Population genetic structure determines speed of kill and occlusion body production in Spodoptera frugiperda multiple nucleopolyhedrovirus

A Nicaraguan isolate of Spodoptera frugiperda multiple nucleopolyhedrovirus (SfNIC) survives as a complex mixture of genotypes (named A to I). The speed of kill, time-mortality distribution, and occlusion body (OB) production of single genotypes (A, B and F) and co-occluded mixtures of genotypes, in a 75% + 25% ratio, were compared to determine the contribution of each genotype to the transmissibility of the viral population. Pure genotypes differed markedly in their speed of kill in second instar S. frugiperda. The speed of kill of SfNIC was attenuated compared to that of the dominant genotype B, indicating that interactions involving two or more genotypes likely determine host killing traits in the virus population.
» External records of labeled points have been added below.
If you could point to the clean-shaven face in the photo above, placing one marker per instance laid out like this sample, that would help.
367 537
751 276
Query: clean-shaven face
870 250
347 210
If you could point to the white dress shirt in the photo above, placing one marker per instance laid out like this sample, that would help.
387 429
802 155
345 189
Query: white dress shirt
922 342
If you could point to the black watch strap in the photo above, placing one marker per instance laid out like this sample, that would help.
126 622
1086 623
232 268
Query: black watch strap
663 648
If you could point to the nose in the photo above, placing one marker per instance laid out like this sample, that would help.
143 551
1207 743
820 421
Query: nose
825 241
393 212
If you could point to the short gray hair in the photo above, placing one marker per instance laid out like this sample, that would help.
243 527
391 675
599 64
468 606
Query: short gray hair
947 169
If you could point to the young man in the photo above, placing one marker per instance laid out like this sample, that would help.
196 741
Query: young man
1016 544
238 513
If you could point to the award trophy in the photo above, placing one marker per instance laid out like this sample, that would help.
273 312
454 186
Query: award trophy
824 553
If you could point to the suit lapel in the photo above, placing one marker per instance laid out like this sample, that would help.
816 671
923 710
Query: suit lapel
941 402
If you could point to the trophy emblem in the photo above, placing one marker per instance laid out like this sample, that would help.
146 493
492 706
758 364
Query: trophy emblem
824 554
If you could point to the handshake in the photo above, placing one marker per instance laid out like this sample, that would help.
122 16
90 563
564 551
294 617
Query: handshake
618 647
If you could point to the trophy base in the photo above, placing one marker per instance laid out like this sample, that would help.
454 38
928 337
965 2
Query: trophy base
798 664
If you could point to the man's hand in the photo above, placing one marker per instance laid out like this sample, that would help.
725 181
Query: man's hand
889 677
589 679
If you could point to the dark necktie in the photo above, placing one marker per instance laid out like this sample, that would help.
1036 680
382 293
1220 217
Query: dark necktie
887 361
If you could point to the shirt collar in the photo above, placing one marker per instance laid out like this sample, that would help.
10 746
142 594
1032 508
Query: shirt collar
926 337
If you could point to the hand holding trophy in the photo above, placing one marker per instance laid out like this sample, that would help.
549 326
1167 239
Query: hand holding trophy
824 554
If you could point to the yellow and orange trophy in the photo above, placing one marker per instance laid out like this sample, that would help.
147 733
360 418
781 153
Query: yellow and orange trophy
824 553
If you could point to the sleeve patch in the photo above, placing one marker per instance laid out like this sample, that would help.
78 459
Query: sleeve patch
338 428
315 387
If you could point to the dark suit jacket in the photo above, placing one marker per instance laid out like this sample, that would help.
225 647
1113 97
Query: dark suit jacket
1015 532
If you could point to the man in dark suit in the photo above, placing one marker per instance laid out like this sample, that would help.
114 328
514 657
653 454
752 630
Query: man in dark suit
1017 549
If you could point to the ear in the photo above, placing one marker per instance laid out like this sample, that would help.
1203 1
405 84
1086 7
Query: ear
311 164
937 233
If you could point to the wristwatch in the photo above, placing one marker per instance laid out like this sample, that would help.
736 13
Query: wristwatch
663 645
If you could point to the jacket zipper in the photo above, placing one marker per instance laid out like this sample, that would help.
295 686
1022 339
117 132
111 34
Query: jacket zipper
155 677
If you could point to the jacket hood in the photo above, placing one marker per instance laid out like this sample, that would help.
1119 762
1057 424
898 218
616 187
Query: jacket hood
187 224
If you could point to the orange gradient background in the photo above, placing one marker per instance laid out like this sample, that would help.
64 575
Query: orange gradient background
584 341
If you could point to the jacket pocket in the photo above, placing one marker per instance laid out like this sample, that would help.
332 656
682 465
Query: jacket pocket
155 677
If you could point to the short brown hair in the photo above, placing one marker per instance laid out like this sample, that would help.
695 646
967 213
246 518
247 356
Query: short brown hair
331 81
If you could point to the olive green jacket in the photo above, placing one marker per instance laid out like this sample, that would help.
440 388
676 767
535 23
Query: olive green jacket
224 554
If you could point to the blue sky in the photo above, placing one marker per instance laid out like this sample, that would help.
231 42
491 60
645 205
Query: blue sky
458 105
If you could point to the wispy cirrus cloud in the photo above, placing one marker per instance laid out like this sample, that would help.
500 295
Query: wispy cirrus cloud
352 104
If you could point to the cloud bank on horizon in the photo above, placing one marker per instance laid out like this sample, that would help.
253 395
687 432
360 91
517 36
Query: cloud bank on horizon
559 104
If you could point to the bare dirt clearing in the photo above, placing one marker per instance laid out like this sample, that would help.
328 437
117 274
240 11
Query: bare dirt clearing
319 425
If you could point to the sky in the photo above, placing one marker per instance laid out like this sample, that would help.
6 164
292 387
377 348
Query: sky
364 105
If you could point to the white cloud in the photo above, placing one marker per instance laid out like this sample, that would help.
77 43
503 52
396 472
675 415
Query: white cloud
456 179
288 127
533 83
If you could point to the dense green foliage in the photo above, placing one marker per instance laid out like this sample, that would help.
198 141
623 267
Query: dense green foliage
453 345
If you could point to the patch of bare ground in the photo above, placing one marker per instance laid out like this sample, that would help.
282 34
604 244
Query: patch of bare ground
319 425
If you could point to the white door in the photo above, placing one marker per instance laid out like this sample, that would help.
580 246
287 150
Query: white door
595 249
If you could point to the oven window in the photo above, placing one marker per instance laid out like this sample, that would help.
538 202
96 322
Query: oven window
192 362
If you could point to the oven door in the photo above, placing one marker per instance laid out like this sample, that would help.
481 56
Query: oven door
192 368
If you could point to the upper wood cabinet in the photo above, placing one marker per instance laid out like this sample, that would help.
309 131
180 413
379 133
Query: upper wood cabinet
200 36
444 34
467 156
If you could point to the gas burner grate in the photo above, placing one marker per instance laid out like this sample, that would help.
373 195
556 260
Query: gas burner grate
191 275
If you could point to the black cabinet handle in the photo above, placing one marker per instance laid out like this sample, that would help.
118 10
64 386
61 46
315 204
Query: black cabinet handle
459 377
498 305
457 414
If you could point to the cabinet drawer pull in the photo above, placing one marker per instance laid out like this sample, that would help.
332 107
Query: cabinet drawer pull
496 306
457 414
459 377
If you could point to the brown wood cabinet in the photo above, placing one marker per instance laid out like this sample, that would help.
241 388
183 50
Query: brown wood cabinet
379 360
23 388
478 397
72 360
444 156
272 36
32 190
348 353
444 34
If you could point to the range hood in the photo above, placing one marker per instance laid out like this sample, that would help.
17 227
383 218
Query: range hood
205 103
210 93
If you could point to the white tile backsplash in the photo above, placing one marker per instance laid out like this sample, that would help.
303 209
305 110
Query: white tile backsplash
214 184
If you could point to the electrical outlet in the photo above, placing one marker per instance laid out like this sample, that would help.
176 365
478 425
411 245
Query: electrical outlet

Genotypes A, F and defective genotype C, had no significant effects on the distribution of insect deaths over time when present as minority components in mixtures comprising 75% of genotype B. Similarly, the mortality pattern over time of insects infected by genotype F, the fastest-killing genotype tested, was not affected by the presence of genotypes A or C. Semi-quantitative PCR studies indicated that the genetic composition did not differ significantly between SfNIC-infected insects that died soon (67 h) or late (139 h) after inoculation, suggesting that stability in genotypic composition is important for virus survival. Median OB production per insect was correlated with mean time to death so that attenuated speed of kill of SfNIC resulted in high OB yields. We conclude that (i) minority genotypes play a functional role in determining the timing of mortality of infected hosts and (ii) the genotypic structure of the virus population is stably maintained to maximize the likelihood of survival.